Утром, когда я занимался английским языком, кто-то позвонил по телефону. Я, очень недовольный, что прерывают урок, подошёл. Мужской голос сказал:
- Здравствуйте, Сергей Сергеевич.
- Кто говорит? - спрашиваю я.
- Неужели не узнаёте?
- Кто такой?
- Забыли?
Я рассердился и повесил трубку. Через минуту зазвонил опять. Пошла мама. Потребовали меня. Я сказал, что занимаюсь английским. Незнакомец сказался «Захаром из Вены» и повесил трубку. Я сначала рассердился, а потом обрадовался и по окончании урока позвонил ему. Мы побеседовали очень весело, приятно и большой непринуждённостью. Он поздравил меня с премией, сказал, что очень хочет посмотреть на меня. Сегодня он в два часа забежит в Консерваторию, советовал ему забежать в пять, потому что в это время я приду туда для исполнения «Красной маски». Вечером он уедет в Териоки, а в понедельник вернётся и позвонит мне. Он собирается учить Концерт Черепнина, чтобы сыграть его в Москве, просил прозондировать почву у Черепнина.
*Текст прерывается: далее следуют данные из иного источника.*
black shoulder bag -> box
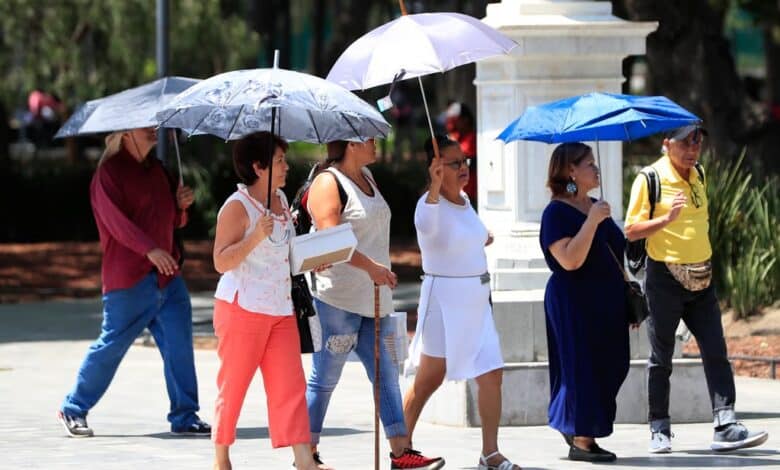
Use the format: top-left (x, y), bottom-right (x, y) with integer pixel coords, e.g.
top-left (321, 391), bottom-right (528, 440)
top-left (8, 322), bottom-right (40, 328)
top-left (608, 246), bottom-right (650, 325)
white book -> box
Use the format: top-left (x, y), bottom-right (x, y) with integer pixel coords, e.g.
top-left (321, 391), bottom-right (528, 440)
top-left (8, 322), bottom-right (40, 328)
top-left (290, 223), bottom-right (358, 275)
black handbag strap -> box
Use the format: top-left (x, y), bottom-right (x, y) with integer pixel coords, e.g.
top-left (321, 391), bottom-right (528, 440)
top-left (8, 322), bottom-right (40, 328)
top-left (607, 245), bottom-right (630, 282)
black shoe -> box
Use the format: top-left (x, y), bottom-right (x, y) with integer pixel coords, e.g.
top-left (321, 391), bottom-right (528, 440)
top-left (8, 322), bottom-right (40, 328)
top-left (57, 410), bottom-right (94, 438)
top-left (170, 418), bottom-right (211, 436)
top-left (591, 443), bottom-right (617, 460)
top-left (568, 443), bottom-right (617, 463)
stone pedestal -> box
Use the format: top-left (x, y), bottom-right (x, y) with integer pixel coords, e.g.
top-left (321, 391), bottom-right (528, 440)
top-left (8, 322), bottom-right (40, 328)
top-left (402, 0), bottom-right (713, 426)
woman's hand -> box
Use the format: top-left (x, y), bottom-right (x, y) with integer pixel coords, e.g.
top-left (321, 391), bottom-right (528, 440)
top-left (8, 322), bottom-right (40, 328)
top-left (313, 263), bottom-right (332, 273)
top-left (176, 185), bottom-right (195, 210)
top-left (428, 156), bottom-right (443, 189)
top-left (485, 230), bottom-right (494, 247)
top-left (586, 200), bottom-right (611, 225)
top-left (368, 262), bottom-right (398, 289)
top-left (251, 214), bottom-right (275, 242)
top-left (147, 248), bottom-right (177, 276)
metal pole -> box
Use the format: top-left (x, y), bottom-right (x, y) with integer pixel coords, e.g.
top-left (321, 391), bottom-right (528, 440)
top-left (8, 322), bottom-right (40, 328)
top-left (156, 0), bottom-right (169, 163)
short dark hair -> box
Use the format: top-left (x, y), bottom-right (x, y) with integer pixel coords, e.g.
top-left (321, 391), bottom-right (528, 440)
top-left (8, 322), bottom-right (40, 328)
top-left (546, 142), bottom-right (592, 197)
top-left (232, 132), bottom-right (289, 185)
top-left (424, 134), bottom-right (460, 168)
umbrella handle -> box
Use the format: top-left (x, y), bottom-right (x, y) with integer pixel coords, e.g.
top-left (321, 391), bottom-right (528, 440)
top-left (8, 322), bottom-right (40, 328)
top-left (595, 139), bottom-right (603, 200)
top-left (373, 284), bottom-right (380, 470)
top-left (398, 0), bottom-right (407, 15)
top-left (170, 129), bottom-right (183, 186)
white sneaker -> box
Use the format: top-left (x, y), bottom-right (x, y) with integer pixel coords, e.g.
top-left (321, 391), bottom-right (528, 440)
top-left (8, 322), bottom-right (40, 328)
top-left (649, 431), bottom-right (672, 454)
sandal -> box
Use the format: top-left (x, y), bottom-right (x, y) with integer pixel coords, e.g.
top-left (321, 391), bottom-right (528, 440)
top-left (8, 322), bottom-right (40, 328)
top-left (478, 451), bottom-right (521, 470)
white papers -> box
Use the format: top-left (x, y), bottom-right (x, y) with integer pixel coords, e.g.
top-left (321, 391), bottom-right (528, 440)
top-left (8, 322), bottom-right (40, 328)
top-left (290, 223), bottom-right (358, 275)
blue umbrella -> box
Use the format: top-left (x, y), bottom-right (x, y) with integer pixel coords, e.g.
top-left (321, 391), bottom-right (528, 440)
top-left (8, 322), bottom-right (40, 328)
top-left (496, 92), bottom-right (701, 198)
top-left (496, 92), bottom-right (700, 144)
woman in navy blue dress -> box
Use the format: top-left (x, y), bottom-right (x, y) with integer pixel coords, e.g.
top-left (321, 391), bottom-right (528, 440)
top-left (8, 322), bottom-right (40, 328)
top-left (539, 143), bottom-right (630, 463)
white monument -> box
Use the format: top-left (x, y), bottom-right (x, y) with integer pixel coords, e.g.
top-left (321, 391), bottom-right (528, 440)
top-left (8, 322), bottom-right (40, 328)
top-left (403, 0), bottom-right (712, 426)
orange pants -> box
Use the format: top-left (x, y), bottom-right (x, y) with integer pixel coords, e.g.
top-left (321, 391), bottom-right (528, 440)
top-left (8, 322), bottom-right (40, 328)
top-left (212, 298), bottom-right (311, 447)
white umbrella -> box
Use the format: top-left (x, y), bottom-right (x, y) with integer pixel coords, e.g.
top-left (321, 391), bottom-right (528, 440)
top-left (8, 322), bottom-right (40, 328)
top-left (326, 6), bottom-right (516, 158)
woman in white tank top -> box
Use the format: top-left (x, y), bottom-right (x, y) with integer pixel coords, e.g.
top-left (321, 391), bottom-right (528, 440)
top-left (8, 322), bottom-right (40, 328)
top-left (211, 133), bottom-right (318, 470)
top-left (305, 139), bottom-right (444, 470)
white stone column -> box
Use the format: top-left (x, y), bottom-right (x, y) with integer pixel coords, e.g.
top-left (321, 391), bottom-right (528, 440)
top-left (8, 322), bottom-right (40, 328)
top-left (477, 0), bottom-right (658, 266)
top-left (401, 2), bottom-right (714, 427)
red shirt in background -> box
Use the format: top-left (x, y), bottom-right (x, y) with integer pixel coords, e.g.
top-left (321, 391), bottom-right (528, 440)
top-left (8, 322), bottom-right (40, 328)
top-left (449, 129), bottom-right (477, 204)
top-left (90, 148), bottom-right (186, 293)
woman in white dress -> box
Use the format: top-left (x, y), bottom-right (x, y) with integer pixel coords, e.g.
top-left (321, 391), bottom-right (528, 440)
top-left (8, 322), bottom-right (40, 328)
top-left (403, 135), bottom-right (521, 470)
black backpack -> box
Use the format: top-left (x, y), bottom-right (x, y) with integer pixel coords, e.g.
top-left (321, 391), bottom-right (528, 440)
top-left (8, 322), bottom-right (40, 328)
top-left (625, 162), bottom-right (705, 275)
top-left (290, 165), bottom-right (348, 236)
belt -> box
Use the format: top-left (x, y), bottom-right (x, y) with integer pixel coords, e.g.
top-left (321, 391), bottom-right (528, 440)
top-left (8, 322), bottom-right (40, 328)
top-left (422, 272), bottom-right (491, 285)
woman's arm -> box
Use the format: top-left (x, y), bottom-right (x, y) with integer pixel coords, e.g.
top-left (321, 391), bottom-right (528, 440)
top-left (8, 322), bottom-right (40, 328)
top-left (212, 201), bottom-right (274, 274)
top-left (308, 171), bottom-right (397, 288)
top-left (548, 200), bottom-right (610, 271)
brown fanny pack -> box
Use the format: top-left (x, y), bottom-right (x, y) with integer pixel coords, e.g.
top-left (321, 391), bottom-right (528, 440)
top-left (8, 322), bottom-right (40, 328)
top-left (665, 260), bottom-right (712, 291)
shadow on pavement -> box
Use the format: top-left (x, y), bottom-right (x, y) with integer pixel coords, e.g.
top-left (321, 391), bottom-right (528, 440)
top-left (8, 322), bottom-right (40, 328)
top-left (113, 426), bottom-right (368, 440)
top-left (612, 450), bottom-right (779, 467)
top-left (738, 411), bottom-right (780, 420)
top-left (0, 298), bottom-right (103, 343)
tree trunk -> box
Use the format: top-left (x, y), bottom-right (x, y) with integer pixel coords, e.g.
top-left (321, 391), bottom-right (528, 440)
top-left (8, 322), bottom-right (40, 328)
top-left (612, 0), bottom-right (768, 165)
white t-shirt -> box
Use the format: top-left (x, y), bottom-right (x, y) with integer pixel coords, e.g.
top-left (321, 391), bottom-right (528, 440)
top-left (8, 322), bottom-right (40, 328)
top-left (415, 191), bottom-right (489, 276)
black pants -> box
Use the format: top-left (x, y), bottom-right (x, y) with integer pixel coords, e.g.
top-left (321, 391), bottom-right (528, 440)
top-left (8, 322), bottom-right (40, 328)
top-left (645, 259), bottom-right (736, 431)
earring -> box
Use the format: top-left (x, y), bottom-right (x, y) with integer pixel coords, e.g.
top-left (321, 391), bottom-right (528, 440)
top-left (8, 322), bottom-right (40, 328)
top-left (566, 179), bottom-right (577, 194)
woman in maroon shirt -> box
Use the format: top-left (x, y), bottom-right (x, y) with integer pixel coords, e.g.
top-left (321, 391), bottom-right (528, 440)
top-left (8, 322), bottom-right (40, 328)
top-left (58, 127), bottom-right (210, 438)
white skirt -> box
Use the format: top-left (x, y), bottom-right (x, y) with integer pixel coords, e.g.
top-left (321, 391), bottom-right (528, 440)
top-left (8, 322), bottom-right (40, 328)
top-left (408, 275), bottom-right (504, 381)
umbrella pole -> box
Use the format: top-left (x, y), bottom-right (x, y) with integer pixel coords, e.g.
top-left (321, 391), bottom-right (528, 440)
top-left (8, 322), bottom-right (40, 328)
top-left (417, 76), bottom-right (441, 160)
top-left (373, 284), bottom-right (380, 470)
top-left (266, 106), bottom-right (277, 210)
top-left (596, 139), bottom-right (604, 200)
top-left (170, 129), bottom-right (183, 186)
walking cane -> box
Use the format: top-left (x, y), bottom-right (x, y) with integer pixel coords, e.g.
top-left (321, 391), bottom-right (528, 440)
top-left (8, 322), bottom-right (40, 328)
top-left (373, 284), bottom-right (380, 470)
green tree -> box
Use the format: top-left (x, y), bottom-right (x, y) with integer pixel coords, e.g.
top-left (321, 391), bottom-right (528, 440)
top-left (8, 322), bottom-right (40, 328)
top-left (0, 0), bottom-right (261, 123)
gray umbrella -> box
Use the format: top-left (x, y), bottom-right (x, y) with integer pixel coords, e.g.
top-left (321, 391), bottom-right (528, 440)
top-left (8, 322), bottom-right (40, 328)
top-left (55, 76), bottom-right (200, 138)
top-left (55, 76), bottom-right (200, 183)
top-left (155, 67), bottom-right (390, 143)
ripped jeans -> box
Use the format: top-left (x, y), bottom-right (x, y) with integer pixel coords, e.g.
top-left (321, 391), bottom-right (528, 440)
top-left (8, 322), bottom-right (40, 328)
top-left (305, 298), bottom-right (407, 444)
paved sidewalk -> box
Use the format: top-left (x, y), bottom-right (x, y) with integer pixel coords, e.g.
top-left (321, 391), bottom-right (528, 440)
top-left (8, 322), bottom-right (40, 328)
top-left (1, 298), bottom-right (778, 469)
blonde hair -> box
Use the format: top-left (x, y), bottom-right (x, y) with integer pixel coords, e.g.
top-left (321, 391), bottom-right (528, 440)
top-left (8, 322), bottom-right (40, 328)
top-left (99, 131), bottom-right (126, 166)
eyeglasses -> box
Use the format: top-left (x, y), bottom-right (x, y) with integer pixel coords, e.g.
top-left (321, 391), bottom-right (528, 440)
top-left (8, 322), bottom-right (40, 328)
top-left (443, 158), bottom-right (471, 170)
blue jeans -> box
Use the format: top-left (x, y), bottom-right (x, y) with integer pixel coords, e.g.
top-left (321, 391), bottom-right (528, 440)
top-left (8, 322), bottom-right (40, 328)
top-left (306, 299), bottom-right (407, 444)
top-left (61, 273), bottom-right (200, 430)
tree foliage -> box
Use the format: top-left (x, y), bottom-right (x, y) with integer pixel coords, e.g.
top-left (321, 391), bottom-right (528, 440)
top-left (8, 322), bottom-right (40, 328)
top-left (0, 0), bottom-right (261, 112)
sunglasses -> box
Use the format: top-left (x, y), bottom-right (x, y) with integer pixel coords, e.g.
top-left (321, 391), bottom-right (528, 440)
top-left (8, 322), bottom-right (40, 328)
top-left (688, 181), bottom-right (702, 208)
top-left (443, 158), bottom-right (472, 170)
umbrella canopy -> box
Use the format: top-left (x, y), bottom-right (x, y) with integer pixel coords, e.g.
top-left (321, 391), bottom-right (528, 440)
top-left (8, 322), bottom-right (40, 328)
top-left (155, 68), bottom-right (391, 142)
top-left (55, 76), bottom-right (200, 138)
top-left (326, 12), bottom-right (516, 91)
top-left (497, 92), bottom-right (701, 144)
В июле он играет в Павловске. В России остаётся до октября-ноября, а затем едет в Берлин, в Лейпциге, кажется, концерт. Итак, мы пока распрощались. Потом Консерватория, куда Захаров не попал. Зато с Черепниным мы проиграли «Красную маску» и побеседовали о московском приглашении. Я сказал, что отказался от него. Черепнин ответил, что, конечно, очень интересно сейчас же со скамьи и на концертную эстраду, но в Лондон тоже полезно. Дидерихс обещал переговорить, нельзя ли мне выступить во второй половине лета. Затем явился Зилоти и Черепнин с моим подыгрыванием исполнил «Красную маску». В авторском исполнении выходит очень эффектно. Со мной Зилоти говорил о том, что желательно поскорее получить мою рукопись для переписки партитуры, а когда состоится концерт - неизвестно, распределение будет зависеть во многом от иностранных гастролёров. Меня Черепнин очень благодарил за помощь, просил помнить, что у меня всегда есть друг, готовый мне всюду помочь. «Вот вы мне посвятили Скерцо для 4-х фаготов, а я вам в отместку посвящаю пьесу для одного фагота». Мы, смеясь, расстались.
Вечером я сидел дома, писал дневник, кое-что повторял на рояле для Лондона.
Со времени охлаждения отношений с Рузскими-девицами я почти перестал бывать в этом семействе. Перед конкурсом и перед актом я звонил Николаю Павловичу; он был любезен, обещал непременно прийти после, но оба раза что-нибудь мешало. Звал меня к себе, я обещал, но, предвидя сухие физиономии «Иродиады» и Татьяны, не особенно стремился. Сегодня утром я позвонил Николаю Павловичу, он позвал меня завтракать. Я живо собрался и поехал. Но девы оказались почти совсем любезными, родители страшно милы, а после завтрака, когда весь женский персонал уехал, Николай Павлович приказал подать шампанское и стали тянуть одну бутылку за другой. Первый бокал за мою премию. В шесть часов я удрал. На улице была чудесная погода, много нарядных людей, на Каменноостровском солнечно и зелено. В голове у меня шум, я терпеть не могу этого; мне нравится шампанское как напиток, но опьянение не доставляет никакого удовольствия. Я пошёл пешком выветрить часть хмеля из головы. Дома никого не было, я завалился и проспал два часа. Затем делал шахматный ход, писал дневник, играл на рояле.